Sell benefits of User Research and Usability Testing

I’d like to know about the various ways a usability consultant can sell/pitch the benefits of user research and usability testing. The startup team does not have access to end users. There isn’t a UI designer and the requirements are gathered through the following steps:

  1. Usually the technical team meets few prospective customers and shows them a demo. Then, their wish list is noted and prioritized.
  2. Compile a list of the requirements shared by the marketing folks and prioritize them.

Have you faced similar situations before? Suggestions and tips would be much appreciated.

I suspect this is something that lots of people face, and would probably make for a decent article on uxmastery.com.

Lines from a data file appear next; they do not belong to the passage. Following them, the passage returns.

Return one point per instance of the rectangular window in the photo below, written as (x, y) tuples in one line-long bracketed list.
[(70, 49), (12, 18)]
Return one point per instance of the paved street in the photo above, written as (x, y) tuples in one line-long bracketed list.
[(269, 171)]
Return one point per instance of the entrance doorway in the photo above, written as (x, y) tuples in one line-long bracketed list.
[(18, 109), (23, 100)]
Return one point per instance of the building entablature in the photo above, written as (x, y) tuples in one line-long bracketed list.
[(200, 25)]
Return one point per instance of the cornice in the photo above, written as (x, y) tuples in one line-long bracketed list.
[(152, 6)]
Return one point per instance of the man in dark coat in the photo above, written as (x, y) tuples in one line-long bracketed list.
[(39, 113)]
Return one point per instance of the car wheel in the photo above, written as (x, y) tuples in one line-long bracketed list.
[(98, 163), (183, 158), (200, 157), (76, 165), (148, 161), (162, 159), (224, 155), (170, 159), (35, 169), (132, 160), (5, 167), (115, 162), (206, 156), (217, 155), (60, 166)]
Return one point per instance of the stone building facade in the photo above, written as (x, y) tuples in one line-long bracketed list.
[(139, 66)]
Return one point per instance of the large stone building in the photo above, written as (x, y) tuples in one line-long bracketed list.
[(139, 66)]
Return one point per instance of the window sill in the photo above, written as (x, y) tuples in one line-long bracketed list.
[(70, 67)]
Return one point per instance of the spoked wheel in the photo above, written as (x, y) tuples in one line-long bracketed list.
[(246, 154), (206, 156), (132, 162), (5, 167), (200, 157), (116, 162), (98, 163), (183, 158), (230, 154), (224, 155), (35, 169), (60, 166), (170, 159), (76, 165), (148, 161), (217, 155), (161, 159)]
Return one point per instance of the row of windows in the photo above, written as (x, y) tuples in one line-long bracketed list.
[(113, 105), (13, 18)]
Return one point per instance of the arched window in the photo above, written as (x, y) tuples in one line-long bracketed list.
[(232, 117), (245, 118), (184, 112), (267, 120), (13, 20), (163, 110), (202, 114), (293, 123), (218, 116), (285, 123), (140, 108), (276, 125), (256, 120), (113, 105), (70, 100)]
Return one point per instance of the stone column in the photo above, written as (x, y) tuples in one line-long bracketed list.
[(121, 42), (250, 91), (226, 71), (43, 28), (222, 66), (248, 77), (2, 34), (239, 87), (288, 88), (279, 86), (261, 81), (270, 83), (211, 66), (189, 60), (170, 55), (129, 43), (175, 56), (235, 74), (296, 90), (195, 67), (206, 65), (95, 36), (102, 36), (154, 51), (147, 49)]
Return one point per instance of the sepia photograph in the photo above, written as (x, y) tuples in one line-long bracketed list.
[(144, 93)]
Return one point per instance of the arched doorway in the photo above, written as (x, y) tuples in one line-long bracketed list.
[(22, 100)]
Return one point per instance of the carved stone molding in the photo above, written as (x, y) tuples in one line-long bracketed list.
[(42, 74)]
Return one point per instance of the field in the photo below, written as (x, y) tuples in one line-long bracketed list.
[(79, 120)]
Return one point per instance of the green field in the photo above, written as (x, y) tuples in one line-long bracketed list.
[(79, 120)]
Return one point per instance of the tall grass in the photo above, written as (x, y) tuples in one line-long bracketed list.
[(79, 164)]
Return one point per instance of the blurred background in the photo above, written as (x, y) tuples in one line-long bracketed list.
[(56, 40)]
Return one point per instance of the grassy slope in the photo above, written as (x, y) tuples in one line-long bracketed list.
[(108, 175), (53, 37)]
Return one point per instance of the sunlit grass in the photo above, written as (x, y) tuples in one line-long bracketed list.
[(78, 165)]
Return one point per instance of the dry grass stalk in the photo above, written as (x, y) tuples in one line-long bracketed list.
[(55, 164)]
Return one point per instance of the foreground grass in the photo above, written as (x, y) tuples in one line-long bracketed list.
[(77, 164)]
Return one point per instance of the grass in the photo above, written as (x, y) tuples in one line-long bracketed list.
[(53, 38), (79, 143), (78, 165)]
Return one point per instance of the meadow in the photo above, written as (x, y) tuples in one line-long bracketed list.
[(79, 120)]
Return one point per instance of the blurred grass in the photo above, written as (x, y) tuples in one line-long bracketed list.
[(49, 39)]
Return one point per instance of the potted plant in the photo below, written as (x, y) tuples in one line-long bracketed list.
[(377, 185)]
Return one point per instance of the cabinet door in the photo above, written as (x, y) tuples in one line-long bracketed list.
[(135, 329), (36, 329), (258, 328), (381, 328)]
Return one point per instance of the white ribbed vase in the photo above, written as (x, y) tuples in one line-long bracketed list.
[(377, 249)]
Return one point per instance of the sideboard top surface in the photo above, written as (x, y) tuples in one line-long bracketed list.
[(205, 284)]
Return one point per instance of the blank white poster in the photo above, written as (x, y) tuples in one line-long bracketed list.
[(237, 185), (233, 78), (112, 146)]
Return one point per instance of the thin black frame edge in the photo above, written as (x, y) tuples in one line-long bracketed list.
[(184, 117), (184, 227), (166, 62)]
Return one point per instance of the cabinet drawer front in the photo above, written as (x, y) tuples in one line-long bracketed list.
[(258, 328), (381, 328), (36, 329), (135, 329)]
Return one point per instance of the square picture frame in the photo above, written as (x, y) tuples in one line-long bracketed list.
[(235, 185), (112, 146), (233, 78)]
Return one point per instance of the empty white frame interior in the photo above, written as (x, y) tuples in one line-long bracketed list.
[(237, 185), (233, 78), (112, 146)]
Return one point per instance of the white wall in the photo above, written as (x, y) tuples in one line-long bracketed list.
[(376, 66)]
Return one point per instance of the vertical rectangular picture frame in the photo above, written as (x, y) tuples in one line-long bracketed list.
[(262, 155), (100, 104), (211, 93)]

Before I jump in with my own ideas, I’d love to hear from others. It would be great to collate them and create an article from people’s tips.

Technical team’s decisions are influenced by logic so I have a feel that quantitative results might influence them. The technical team creates the UI screens with emphasis on functionality. They want an UI designer to make the screens look *pretty."

Hi

I see a similar relationships every day. I’ve worked for a lot in Graphic Design (print advertising), and often the designers don’t meet the customers,
only the Sales Reps do.
The customer asks for something specific that they like, but don’t necessarly need. Then pressure is put on design to be compromised in favor of “Giving them what they want”.

Its ‘The Customer is always right’ scenario.

What has to happen, is the design team in any area graphic/ux etc, must to take the lead. And really push for answers to the questions that will get to the best solution.

What I’ve always found is [B]‘The Customer is always open to meeting the person designing for them’[/B]
And meeting them is best chance to probe and find out what problems are the looking to solve.

P

My two recommendations for instituting a user research culture:

  1. Start with the bottom line: If you want to pitch to decision-makers about usability research and testing, you need to demonstrate business value (whether it’s in a startup or a huge, hierachical workplace - both of which I’ve worked in). I’d look at it from the product manager’s or even the CFO’s point of view. Their ultimate goal is to maximize profit. So the more you can show that usability affects revenue (getting people to like and engage with your product for the long term) and expenses (small iterations now instead of large overhauls later when it’s too late), the better your case will be. If you start googling, there are tons of case studies where user testing/research has proven to be a strategy for profitability, not just usability, so I’d suggest selecing a few relevant ones to your industry for presentation to The Elders of your company.

  2. Just do it: ask for permission to just start VERY small and come along to a couple meetings or calls with potential users. Write a very concise script and have whoever usually does this see you doing it, or record it if that’s possible. It might mean a bit of extra work for you, but it becomes a much easier sell when people actually see how it’s done in reality and and feel the “aha” moments themselves.

Hi Hammer, Paddy, and JollyZ, Thanks a lot! Sorry for the delay in responding.

A quick question. To evangelize the benefits of ROI, what are the UX metrics usually set and what is the benchmark for UX metrics? Are they set against the existing competitors?